例えば、赤ワインに含まれるミリセチンやカレーの香辛料や生薬として知られるウコンのクルクミンに高い効果が。また、石川県で行われた調査では、カテキンを含む緑茶を毎日飲むと、認知症リスクが低減するという結果も出ています。
近年、腸内環境が脳にも関与するといわれています。「腸の炎症が脳の炎症を引き起こし、気分や感情、認知機能にも影響する、“腸脳相関”という考えです。腸内環境を整える食物繊維や発酵食品の摂取はおすすめです」。
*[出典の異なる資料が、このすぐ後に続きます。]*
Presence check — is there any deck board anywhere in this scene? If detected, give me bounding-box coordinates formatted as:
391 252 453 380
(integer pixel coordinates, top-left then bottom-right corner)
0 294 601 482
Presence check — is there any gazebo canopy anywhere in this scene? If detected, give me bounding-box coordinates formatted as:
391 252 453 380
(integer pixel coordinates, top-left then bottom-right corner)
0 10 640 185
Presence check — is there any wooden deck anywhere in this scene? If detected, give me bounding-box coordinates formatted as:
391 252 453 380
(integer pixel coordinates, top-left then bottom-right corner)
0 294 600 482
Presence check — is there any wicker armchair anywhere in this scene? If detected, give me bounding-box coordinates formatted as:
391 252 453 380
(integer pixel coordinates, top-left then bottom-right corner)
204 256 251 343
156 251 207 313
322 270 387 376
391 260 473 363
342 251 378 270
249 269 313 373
また、大豆イソフラボンに腸内細菌が働いて作られるエクオールという代謝産物の生成能力がある人は、ない人よりも認知機能が高いという調査結果が。野菜に含まれる葉酸が認知症リスクを軽減するという報告もあります。
「糖尿病があると、動脈硬化やアミロイドβの沈着が進み、アルツハイマー型認知症や血管性認知症のリスクを高めると考えられています。認知症の予防にも、糖尿病にならないための食事はひとつの目安になります」。
具体的には、白米より玄米、野菜をたっぷり食べて、タンパク質は肉より魚を。多品目を少量ずつバランスよく食べるのがポイント。肉やスイーツを食べすぎず、すべての食品をまんべんなくとり、食べすぎないことです。